- The Washington Times - Wednesday, October 23, 2002

Counterterrorism efforts will dominate talks when leaders from the Asia Pacific Economic Cooperation forum start wide-ranging discussions today in Los Cabos, Mexico.
North Korean revelations about a secret nuclear-weapons program, a recent terrorist attack in Bali (and the potential for more strikes against APEC countries), and U.S. policy toward Iraq also are likely to be hot topics during APEC meetings, even if all those issues are not on the official agenda, analysts said.
APEC was founded in 1989 to promote trade and economic cooperation along the Pacific Rim, though it has become an increasingly political forum for leaders from the 21 member nations. But trade and the economy will not be completely forgotten in the coming days.
"At APEC, we have set the twin goals of enhancing security against terrorist threats, together with the continued facilitation of the movement of goods, capital and people within the region," Alejandro de la Pena, executive director of APEC's executive directorate, said in a statement.
Secretary of State Colin L. Powell will lead the U.S. delegation to the ministerial meeting in Los Cabos today and tomorrow. He will shuttle back to President Bush's ranch in Crawford, Texas, for a meeting between Mr. Bush and Chinese President Jiang Zemin Friday.
Mr. Bush and the secretary of state both plan to be in Mexico for APEC's national leaders' meeting over the weekend, according to the State Department and White House press offices.
In a briefing last week, the State Department's C. Lawrence Greenwood, the senior U.S. official for APEC, outlined U.S. priorities for the forum, including trade policies for electronic business, trade facilitation, such as streamlining customs and improving port logistics, and transparency issues "things to bring down the cost of transactions."
But technical trade issues are unlikely to dominate talks at the highest levels.
"[APEC has] become a vehicle for addressing a host of security issues," said Lael Brainard, a senior fellow at the Brookings Institution, noting that the emphasis is no longer on APEC itself, but on meetings along the periphery of the economic summit.
U.S. officials are intent on keeping security issues in focus.
"I also don't want to make it sound like there's a difference between economics and counterterrorism, because our counterterrorism in APEC is very much economically focused," Mr. Greenwood said.

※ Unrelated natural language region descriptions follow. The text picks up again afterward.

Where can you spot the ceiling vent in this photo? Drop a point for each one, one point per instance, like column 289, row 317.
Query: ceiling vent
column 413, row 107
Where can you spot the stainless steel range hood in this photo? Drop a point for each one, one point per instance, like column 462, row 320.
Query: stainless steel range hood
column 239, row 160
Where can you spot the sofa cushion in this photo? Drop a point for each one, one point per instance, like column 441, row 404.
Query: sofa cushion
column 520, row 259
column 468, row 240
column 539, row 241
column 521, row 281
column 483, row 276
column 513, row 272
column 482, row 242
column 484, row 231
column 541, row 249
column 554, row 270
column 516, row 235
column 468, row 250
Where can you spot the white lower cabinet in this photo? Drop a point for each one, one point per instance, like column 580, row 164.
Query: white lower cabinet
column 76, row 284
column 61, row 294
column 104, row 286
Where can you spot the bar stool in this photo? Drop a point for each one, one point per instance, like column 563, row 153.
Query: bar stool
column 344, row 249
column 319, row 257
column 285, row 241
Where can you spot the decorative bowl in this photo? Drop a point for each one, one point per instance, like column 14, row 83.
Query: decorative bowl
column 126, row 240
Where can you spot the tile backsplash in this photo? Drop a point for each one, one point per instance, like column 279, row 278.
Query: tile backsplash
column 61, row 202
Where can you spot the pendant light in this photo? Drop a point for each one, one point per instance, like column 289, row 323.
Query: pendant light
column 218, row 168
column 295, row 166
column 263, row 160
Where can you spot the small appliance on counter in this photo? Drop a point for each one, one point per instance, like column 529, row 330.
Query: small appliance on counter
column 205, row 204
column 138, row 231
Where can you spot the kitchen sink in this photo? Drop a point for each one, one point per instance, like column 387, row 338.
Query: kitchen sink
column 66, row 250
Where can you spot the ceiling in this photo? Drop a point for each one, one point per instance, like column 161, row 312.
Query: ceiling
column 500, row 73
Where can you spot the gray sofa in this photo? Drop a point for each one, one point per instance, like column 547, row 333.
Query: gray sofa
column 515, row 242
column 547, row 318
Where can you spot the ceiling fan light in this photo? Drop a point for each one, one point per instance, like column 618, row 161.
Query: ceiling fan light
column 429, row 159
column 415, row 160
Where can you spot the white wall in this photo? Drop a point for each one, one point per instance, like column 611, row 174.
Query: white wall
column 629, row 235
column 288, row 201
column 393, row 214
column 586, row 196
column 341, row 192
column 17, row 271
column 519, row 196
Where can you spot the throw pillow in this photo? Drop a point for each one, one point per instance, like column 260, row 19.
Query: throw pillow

During the national leaders' session, APEC officials plan to hand out a report on counterterrorism measures that would suppress terrorist financing and enhance aviation and maritime safety, energy security, telecommunications and information protection, customs procedures, and border security, according to APEC's executive body.
"The recent terrorist bombing in Bali, the September 11 attacks and other terrorist incidents are a direct challenge to the APEC's vision of free, open and prosperous economies," Mr. de la Pena said.
Mr. Greenwood said he expects APEC leaders to deliver a statement on counterterrorism that will lead to "some real concrete outcomes."
The private sector, meanwhile, has not abandoned hope for progress on economic and trade fronts, though security also is high on its agenda. Business priorities include completion of multilateral trade negotiations, financing for small businesses, stopping terrorist financing, improving security for the movement of goods and people, and the use of technology to strengthen security.
"I expect the [APEC Business Advisory Council] dialogue with economic leaders will cover a range of issues and concerns, such as corporate governance, small- and medium-sized enterprise development and financing, and the economic effects of the fight against terrorism," Francisco Gutierrez, executive director of ABAC, the private-sector arm of the APEC forum, said in a statement.
Business advisory council leaders will meet with political leaders in Los Cabos Saturday.